Wandering in Kew Gardens: Illustrations from a Victorian Guidebook

August 05, 2019

Wandering in Kew Gardens: Illustrations from a Victorian Guidebook

Do you recognise any of these scenes at Kew Gardens in 1857? The illustrations are from a charming book, Wanderings Through the Conservatories at Kew, published less than two decades after Kew's incorporation as a national botanical garden. The book is organised as a conversational guide that leads the reader on a tour of the gardens, describing the plants and their settings, and providing ecological information, including numerous quotations from scientific authorities and explorers. 

Much of the Victorian garden will be recognisable to modern visitors, including the Orangery, glasshouses, Kew Palace, and pagoda.
Of particular interest are the India Rubber and Breadfruit trees, which were economically important to the British Empire - Kew was founded partly to study plants that could feed and supply slaves, colonists, and the Army and Navy.

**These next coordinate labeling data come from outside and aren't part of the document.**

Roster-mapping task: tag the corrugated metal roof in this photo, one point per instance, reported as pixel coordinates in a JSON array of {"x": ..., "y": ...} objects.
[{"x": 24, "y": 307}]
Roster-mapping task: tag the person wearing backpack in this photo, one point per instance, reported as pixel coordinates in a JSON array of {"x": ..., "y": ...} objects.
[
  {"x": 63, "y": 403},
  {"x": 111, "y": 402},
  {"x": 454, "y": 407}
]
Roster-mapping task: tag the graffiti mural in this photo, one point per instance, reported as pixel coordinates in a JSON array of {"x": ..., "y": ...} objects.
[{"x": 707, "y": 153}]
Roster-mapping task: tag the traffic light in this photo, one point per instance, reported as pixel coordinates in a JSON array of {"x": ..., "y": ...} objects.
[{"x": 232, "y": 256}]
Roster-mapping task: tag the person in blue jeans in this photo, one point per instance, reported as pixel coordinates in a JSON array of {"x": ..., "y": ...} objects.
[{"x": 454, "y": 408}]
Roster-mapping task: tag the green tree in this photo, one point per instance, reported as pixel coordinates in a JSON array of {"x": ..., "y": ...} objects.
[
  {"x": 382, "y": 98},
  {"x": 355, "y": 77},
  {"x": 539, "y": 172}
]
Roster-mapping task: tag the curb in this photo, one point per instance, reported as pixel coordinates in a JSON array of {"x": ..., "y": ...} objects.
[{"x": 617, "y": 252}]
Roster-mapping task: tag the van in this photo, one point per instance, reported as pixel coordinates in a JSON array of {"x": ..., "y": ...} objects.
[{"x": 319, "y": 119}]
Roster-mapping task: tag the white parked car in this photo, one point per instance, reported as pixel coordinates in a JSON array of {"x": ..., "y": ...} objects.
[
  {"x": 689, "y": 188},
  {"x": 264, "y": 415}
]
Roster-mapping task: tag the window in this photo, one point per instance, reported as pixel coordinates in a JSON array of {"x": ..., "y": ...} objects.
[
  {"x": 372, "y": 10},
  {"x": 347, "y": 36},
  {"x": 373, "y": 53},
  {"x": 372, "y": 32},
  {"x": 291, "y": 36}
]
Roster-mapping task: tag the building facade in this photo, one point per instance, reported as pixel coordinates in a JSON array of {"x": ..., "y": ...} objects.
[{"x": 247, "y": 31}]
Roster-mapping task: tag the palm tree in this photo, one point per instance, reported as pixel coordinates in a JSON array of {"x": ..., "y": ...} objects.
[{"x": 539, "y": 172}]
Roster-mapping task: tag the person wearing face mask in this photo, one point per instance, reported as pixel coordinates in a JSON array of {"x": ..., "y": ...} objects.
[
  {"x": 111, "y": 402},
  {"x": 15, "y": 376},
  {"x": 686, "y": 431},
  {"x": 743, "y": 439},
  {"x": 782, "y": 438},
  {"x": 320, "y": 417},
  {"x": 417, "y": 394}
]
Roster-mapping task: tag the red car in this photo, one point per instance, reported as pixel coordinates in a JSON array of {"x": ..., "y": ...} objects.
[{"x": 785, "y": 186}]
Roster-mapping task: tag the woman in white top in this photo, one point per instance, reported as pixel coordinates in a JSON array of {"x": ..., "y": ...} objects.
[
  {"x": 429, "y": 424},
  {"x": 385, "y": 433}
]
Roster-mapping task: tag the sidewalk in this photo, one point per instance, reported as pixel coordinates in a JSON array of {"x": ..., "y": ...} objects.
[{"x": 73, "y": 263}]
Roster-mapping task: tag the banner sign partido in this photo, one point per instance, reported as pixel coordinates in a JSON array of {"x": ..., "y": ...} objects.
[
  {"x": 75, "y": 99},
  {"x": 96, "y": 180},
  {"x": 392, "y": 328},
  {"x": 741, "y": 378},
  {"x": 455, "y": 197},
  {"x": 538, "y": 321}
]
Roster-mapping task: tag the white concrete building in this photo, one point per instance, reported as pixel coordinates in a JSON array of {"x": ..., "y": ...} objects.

The engravings in Wanderings Through the Conservatories at Kew were made from daguerreotypes taken at Kew, probably by the book's author, Philip Henry Gosse (1810-1888), an English naturalist, Christian evangelist, and one of the leading science writers of the Victorian era.
He first came to prominence in the late 1840s for his scientifically significant books on the ecology of Canada and Jamaica. A series of successful volumes for the general public followed, and in 1853 he published A Naturalist's Rambles on the Devonshire Coast, "which brought before the public the science of marine biology, and was partly responsible for the sea-shore craze of the mid-Victorian period... In May 1853 he helped establish the first public aquarium in Regent's Park and later that year constructed one of the first domestic glass aquariums. The following year he published The Aquarium which triggered a second craze to sweep through Victorian society. Much of Gosse's success was due to the fact that he was essentially a field naturalist who was able to impart to his readers something of the thrill of studying living animals at first hand" (ODNB).